Whilst some of this time has been spent filling my brain in preparation for the RACGP Fellowship Exams coming up on August 10th, I’ve also copped an unfortunate number of URTIs this year. In fact, I’ve burned through more than my available sick leave this year with a procession of viral maladies. (Those of you who were at GPRA’s BNL Conference at Parliament House in March may recall my husky, laryngitic tones) In all of these instances, I came down with clinical syndromes identical to the ones I’d been seeing en masse during my work as a GP. In fact, I can’t remember a single day off as a doctor when I haven’t had an illness that I’ve seen almost exclusively in patients rather than social contacts. Like many health professionals, I’ve enjoyed respiratory infections, gastroenteritis, and impetigo in my professional pursuits.
Right now, my better half is missing her first few days in a brand new job.
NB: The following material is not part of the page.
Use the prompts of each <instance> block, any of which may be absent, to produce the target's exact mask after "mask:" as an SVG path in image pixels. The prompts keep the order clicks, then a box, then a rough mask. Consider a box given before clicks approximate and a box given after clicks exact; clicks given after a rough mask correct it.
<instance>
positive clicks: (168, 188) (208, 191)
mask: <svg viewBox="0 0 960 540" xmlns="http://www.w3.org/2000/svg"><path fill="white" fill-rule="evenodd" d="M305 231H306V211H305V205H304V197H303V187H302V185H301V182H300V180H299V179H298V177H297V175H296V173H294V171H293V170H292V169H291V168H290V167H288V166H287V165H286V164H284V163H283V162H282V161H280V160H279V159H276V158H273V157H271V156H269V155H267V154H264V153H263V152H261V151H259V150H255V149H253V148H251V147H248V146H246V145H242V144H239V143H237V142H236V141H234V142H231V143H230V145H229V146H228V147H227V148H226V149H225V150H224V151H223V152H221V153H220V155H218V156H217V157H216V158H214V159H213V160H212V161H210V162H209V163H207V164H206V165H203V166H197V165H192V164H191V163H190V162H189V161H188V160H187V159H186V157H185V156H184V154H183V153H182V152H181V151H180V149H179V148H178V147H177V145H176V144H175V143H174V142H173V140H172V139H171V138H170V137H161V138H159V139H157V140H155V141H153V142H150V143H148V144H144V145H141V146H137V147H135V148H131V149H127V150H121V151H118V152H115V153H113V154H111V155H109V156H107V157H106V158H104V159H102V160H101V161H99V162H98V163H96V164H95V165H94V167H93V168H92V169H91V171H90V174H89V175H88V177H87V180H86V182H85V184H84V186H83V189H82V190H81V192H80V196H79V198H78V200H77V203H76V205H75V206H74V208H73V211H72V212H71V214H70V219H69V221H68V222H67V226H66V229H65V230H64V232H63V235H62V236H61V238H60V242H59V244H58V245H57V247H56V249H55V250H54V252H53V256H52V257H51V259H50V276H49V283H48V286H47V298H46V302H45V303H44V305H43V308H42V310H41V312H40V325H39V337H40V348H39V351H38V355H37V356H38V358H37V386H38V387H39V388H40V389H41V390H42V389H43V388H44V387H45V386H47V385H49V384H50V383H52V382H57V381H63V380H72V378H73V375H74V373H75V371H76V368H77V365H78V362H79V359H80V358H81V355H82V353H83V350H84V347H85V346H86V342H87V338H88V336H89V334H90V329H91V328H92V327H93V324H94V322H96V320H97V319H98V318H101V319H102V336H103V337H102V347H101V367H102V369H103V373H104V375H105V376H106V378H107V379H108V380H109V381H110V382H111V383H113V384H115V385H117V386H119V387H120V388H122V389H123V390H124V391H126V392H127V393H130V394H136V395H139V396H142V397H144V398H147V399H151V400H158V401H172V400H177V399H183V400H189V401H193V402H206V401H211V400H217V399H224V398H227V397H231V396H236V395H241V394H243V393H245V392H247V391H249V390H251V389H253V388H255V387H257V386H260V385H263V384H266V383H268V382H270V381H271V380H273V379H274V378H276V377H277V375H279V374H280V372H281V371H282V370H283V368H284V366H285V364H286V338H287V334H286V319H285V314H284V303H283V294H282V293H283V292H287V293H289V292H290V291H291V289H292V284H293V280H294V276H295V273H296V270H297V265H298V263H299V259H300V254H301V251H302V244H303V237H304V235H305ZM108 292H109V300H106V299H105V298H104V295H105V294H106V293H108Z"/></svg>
In the last couple of weeks she’s seen a procession of kiddies with hand, foot and mouth syndrome typical of Coxsackie and other echoviruses. We’ve got no kids (unwell or otherwise) ourselves, nor have we had any social contact with anyone unwell. With typical mouth and hand infectious lesions, she’s out for possibly the whole week.
Can you see where I’m going here?
Of course, this is being taken as sick leave. I’d hazard that most health care professionals do the same. But should it really be considered a work-related illness? If not for work, I can’t imagine the majority of these illnesses having existed. For all the self-insured GPs working as independent practitioners out there, rather than employees, this is a big issue – a day not at work means a day of lost income. In this regard, I’m lucky to be salaried.
Think about a different scenario – if a surgeon sustained a needlestick injury during an operation on a patient with Hepatitis C and contracted this infectious illness, it would be, without a doubt, considered a work cover issue. So what is different about other infectious agents? Is it too much red tape and bother for a short illness? Is there stigma associated with claiming Workcover? Or is there a line somewhere that defines when an illness like this moves from the everyday and accepted, to a work-related malady?
Compo, I say! Would love to hear your thoughts.